Seja como for, venho de um tempo em que mulheres e futebol eram mutuamente excludentes. Havia uma espécie de negociação em torno de eventuais idas ao estádio e criteriosa equação de contrapartidas. Quando morava perto do Pacaembu, por exemplo, gostava de assistir às partidas do domingo à tarde, e nem sempre sabia quem estava jogando, até chegar lá. Ao me conceder essa trégua, minha então mulher pedia que eu desse prova de paciência quando fôssemos ao shopping Iguatemi, o que para mim era uma verdadeira provação, apenas suavizada pela solitária e acanhada livraria Siciliano, onde puxava uma cadeira e contava as horas que custavam a passar. Até ver futebol pela televisão era um problema. Para evitar contendas, eu me refugiava na cozinha e me contentava com um pequeno aparelho sintonizado com um Bombril na antena.

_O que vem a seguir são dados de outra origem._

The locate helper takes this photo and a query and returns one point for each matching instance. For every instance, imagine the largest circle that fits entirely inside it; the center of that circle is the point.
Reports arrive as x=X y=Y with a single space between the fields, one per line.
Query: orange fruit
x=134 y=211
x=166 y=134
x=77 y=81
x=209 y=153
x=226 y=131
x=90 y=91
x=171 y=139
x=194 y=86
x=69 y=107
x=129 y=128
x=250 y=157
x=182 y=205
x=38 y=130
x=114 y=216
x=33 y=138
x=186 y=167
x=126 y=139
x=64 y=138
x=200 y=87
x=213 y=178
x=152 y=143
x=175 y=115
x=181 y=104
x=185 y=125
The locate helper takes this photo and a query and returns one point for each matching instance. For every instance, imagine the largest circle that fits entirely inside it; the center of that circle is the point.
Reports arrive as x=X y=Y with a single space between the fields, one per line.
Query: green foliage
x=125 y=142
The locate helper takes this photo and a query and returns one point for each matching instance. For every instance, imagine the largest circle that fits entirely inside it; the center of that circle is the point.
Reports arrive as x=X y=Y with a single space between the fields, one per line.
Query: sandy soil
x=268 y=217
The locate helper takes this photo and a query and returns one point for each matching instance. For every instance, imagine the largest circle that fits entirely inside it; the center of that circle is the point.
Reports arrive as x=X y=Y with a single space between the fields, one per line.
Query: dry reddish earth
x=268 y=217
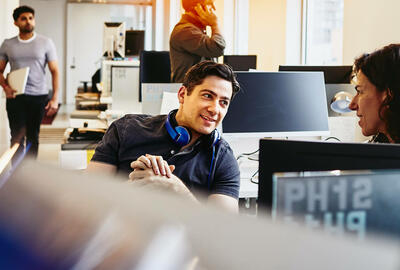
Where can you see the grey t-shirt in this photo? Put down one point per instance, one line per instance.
(34, 53)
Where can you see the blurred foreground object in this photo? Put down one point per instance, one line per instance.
(51, 218)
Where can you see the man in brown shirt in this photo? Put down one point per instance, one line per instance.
(189, 43)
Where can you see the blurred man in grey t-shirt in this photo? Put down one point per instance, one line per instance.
(28, 49)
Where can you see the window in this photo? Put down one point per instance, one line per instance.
(322, 32)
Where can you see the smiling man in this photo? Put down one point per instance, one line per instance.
(183, 148)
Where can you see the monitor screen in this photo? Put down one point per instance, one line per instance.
(332, 74)
(354, 202)
(134, 42)
(299, 156)
(278, 104)
(241, 62)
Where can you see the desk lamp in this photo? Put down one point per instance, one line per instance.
(341, 101)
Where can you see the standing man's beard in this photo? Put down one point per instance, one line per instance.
(27, 29)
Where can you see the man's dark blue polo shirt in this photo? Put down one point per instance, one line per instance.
(134, 135)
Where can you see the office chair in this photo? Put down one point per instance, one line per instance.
(155, 67)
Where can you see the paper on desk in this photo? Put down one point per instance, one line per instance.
(17, 79)
(169, 102)
(343, 128)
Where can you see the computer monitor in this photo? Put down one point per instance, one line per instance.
(241, 62)
(134, 42)
(337, 80)
(278, 104)
(114, 39)
(360, 203)
(299, 156)
(332, 74)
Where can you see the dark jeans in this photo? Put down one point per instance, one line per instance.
(25, 113)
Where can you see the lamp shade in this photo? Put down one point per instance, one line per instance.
(341, 101)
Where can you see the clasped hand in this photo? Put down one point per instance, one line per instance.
(149, 165)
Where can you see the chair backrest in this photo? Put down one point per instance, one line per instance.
(155, 67)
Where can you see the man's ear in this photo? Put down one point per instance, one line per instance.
(181, 94)
(387, 95)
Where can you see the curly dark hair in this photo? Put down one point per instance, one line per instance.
(22, 9)
(197, 73)
(188, 5)
(382, 68)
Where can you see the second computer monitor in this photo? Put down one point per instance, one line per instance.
(337, 80)
(241, 62)
(134, 42)
(278, 104)
(299, 156)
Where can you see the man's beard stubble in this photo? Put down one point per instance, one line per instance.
(27, 29)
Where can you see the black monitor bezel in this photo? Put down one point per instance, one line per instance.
(333, 74)
(253, 58)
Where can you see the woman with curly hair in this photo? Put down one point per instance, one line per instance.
(378, 94)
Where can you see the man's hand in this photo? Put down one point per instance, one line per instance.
(206, 14)
(147, 178)
(10, 93)
(158, 165)
(51, 107)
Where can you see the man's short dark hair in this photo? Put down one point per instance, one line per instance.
(188, 5)
(22, 9)
(197, 73)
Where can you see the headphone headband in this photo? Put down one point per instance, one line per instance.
(181, 136)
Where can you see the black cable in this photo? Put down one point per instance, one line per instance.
(247, 154)
(332, 138)
(251, 178)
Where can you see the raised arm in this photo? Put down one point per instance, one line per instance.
(52, 106)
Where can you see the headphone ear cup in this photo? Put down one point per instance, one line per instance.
(215, 138)
(183, 136)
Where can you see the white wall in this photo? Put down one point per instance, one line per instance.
(369, 25)
(7, 27)
(267, 32)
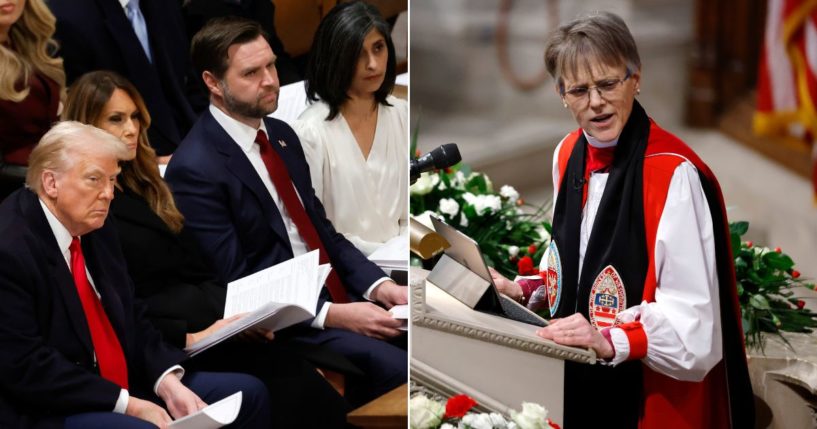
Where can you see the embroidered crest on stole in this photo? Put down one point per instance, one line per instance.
(553, 278)
(607, 298)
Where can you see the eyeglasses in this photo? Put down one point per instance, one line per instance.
(605, 88)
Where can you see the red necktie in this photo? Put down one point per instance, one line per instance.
(598, 159)
(108, 351)
(286, 190)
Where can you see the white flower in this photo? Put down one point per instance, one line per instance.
(458, 181)
(543, 234)
(425, 413)
(510, 193)
(424, 184)
(533, 416)
(449, 206)
(483, 203)
(478, 421)
(463, 220)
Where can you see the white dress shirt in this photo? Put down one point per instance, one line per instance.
(64, 240)
(683, 325)
(244, 136)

Embora nunca tenha sido empedernido fanático – salvo quando o calendário assinala as grandes datas –, é certo que sempre me senti merecedor de uma mulher que gostasse de futebol e que não fizesse perguntas pueris ou mesmo que demonstrasse uma ignorância total quanto às regras, a ponto de achar que merecia um pênalti o que só justificava uma cobrança manual de lateral. Mas certo é que as poucas que conheci que eram enfronhadas no tema, logo me pareceram desinteressantes e não tardei a perceber que já estava saudoso daquelas que se sentiam mais à vontade com o balé ou com filmes intermináveis. Em suma, daquelas que, segundo Danuza Leão, jamais entenderiam que um encontro de há muito ansiado pudesse ser protelado em função de um jogo prestes a começar, o que é uma situação verossímil e corriqueira.

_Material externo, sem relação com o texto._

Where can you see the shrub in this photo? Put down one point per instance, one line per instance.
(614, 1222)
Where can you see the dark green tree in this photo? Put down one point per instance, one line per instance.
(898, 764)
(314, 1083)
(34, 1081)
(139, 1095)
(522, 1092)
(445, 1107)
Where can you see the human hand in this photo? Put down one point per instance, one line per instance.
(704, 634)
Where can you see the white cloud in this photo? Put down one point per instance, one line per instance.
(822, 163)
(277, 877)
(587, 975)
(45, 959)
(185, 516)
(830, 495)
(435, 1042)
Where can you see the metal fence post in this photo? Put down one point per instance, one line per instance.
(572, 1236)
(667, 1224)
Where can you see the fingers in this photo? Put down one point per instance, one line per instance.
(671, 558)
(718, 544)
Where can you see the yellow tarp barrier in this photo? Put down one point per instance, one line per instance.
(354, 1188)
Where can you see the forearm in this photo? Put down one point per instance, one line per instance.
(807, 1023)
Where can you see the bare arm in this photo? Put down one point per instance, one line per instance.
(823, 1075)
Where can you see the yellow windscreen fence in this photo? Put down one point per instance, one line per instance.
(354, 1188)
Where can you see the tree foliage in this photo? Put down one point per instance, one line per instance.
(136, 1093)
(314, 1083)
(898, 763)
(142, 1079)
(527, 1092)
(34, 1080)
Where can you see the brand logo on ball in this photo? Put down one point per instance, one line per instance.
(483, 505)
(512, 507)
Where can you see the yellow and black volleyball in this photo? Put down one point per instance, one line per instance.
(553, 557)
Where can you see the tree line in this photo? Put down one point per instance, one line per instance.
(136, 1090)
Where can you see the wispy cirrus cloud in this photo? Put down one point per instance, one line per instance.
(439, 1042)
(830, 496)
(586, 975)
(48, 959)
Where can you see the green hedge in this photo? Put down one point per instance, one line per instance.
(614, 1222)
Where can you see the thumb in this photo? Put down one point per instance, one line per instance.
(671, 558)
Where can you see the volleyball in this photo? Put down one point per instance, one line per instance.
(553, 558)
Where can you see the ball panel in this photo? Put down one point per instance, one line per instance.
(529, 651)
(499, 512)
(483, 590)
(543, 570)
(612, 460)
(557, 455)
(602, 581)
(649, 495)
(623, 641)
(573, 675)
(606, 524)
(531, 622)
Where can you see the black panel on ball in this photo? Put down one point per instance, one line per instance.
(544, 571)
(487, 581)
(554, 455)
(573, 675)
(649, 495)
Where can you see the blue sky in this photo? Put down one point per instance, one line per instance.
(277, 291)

Pelo sim pelo não, os floristas foram os grandes vitoriosos do dia de hoje. Pois desde as primeiras horas que vejo homens e mulheres sobraçando vistosos buquês. Pelos anúncios, parece que boa parte das rosas provém do Quênia. No lugar desses casais que vejo desfilar pela calçada na noite fria, daria tudo para uma comemoração doméstica. Com um olho especialmente treinado para ver o trágico, não me escapa à percepção que muitos deles estão simplesmente cumprindo um rito social chato. E nada é mais angustiante do que ver casais que atravessam um par de horas juntos, sem conseguir trocar uma palavra. Nesse contexto, acredito piamente nos encontros que já aconteceram ontem ou mesmo durante o dia de hoje. Menos consentidos e talvez clandestinos, aposto que devem ter sido mais tórridos e abrasivos.
É hora de achar meus mexilhões. Dentro de mais uma hora, quero estar de banho tomado e sob cobertas espessas. Vou dar uma olhada no jogo sim, mas ao primeiro sinal de monotonia, desligo o aparelho e durmo. Os astros da tela estão com a vida bem ganha. E a minha começa no saguão do hotel, com partida para a França pela Gare de Bruxelles-Midi na sequência. Que atletas e namorados performem bem.